NYSE Composite 9 Months

It may be extremely difficult to unearth genuine bargains in the late stage bull for U.S. equities. Nevertheless, foreign and global stock ETFs may be less expensive on a relative basis. What’s more, several of them are demonstrating near-term relative strength when compared to the entire universe of stock ETF possibilities.

Here are three that you might find worthy of additional investigation:

1. iShares MSCI Denmark Capped (NYSE:EDEN). Nothing is rotten or rotting in the state of Denmark at this moment. This exchange-traded tracker pursues the investment results of an index comprised of Danish stocks. The forward P/E at 17 is slightly less expensive than the U.S. forward estimate of 17.6. Granted, relative value for EDEN is not the big reason for its interest; rather, the Danish central bank cut its benchmark rate twice in January alone, placing the overnight lending rate into negative territory ( -0.35%). The ridiculously easy money policy and policy direction has kept the Danish currency (krona) weak like the euro. The chief benefit? The export-dependent nation can remain quite competitive. Indeed, as recently as mid-March, the central bank upgraded Denmark’s GDP full-year growth outlook. (Compare that to lowered expectations for the U.S. and a wide variety of foreign countries that have yet to escape stagnation.)
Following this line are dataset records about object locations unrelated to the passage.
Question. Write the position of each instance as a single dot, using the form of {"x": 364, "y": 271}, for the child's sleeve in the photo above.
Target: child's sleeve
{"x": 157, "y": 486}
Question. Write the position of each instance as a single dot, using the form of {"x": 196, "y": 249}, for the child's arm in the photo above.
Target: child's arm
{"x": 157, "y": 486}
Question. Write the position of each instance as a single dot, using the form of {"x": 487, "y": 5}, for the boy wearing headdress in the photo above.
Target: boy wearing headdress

Technical analysts might also be impressed by the most recent data on fund flows. EDEN had the largest percentage increase in inflows (40%) of any fund during the month of March.

EDEN Daily Chart

2. Guggenheim Invest Solar (ARCA:TAN). When oil hit its slick spot in 2014, the lower cost for crude decreased the demand for alternatives like solar. With oil prices appearing to have bottomed out in December-January, however, global solar providers bounced back in dramatic fashion. Not only has TAN risen from the ashes at a lightning quick pace, but it boasts a trailing P/E (13.6) and a trailing P/B (1.8) that just may be the envy of broader U.S. benchmarks.
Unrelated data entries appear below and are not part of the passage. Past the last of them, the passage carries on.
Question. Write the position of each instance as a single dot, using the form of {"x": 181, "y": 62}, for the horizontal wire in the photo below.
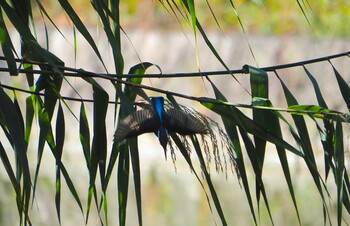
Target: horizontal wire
{"x": 73, "y": 72}
{"x": 118, "y": 78}
{"x": 201, "y": 100}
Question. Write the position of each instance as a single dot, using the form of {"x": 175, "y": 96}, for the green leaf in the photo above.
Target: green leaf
{"x": 135, "y": 162}
{"x": 123, "y": 182}
{"x": 214, "y": 196}
{"x": 187, "y": 157}
{"x": 231, "y": 129}
{"x": 29, "y": 117}
{"x": 305, "y": 144}
{"x": 259, "y": 89}
{"x": 15, "y": 129}
{"x": 339, "y": 169}
{"x": 7, "y": 47}
{"x": 343, "y": 86}
{"x": 84, "y": 132}
{"x": 99, "y": 143}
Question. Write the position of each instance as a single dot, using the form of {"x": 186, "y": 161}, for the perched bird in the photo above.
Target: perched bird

Reasonable valuations? Check. What about relative strength? Three months ago, TAN found itself stuck in the bottom 10% of all assets in the ETF universe. Today, it registers in the top 2%. A 50% meteoric jump off its January bottom has confirmation from a “golden cross” – a bullish signal derived from an asset’s 50-day moving average crossing above its 200-day.

TAN Daily Chart

3. iShares MSCI Ireland (NYSE:EIRL). Like Denmark, EIRL is difficult to justify on the basis of investor-friendly valuations. The P/B for EIRL at 2.4 may be 17.5% cheaper than the iShares S&P 500 (IVV). Nevertheless, the real luck of the Irish may be reflected in the country’s upbeat economic outlook. According to euro-zone economists, Ireland will ride its export boom to the top of the growth charts; gross domestic product (GDP) should outperform Germany (1.5%) and Britain (2.4%) in 2015. With the euro exceptionally weak and oil dramatically lower, Ireland’s exporting of pharmaceuticals (e.g., Viagra, Botox, etc.) and organic chemicals give this exchange-traded fund most of its pop.

It is true that a consumer sentiment survey hit a 9-year high in January. That may be attributable to rising property prices, low inflation, recent tax reforms and the “de facto” tax cut associated with cheaper oil. Yet investors who frown upon high unemployment and monstrous government spending – debt-to-GDP in Ireland is 115% – may want to think twice. Others might simply embrace the remarkable relative strength and resilience of EIRL since the October lows.

EIRL Daily Chart

Disclaimer: Gary Gordon, MS, CFP is the president of Pacific Park Financial, Inc., a Registered Investment Adviser with the SEC. Gary Gordon, Pacific Park Financial, Inc, and/or its clients may hold positions in the ETFs, mutual funds, and/or any investment asset mentioned above. The commentary does not constitute individualized investment advice. The opinions offered herein are not personalized recommendations to buy, sell or hold securities. At times, issuers of exchange-traded products compensate Pacific Park Financial, Inc. or its subsidiaries for advertising at the ETF Expert web site. ETF Expert content is created independently of any advertising relationships.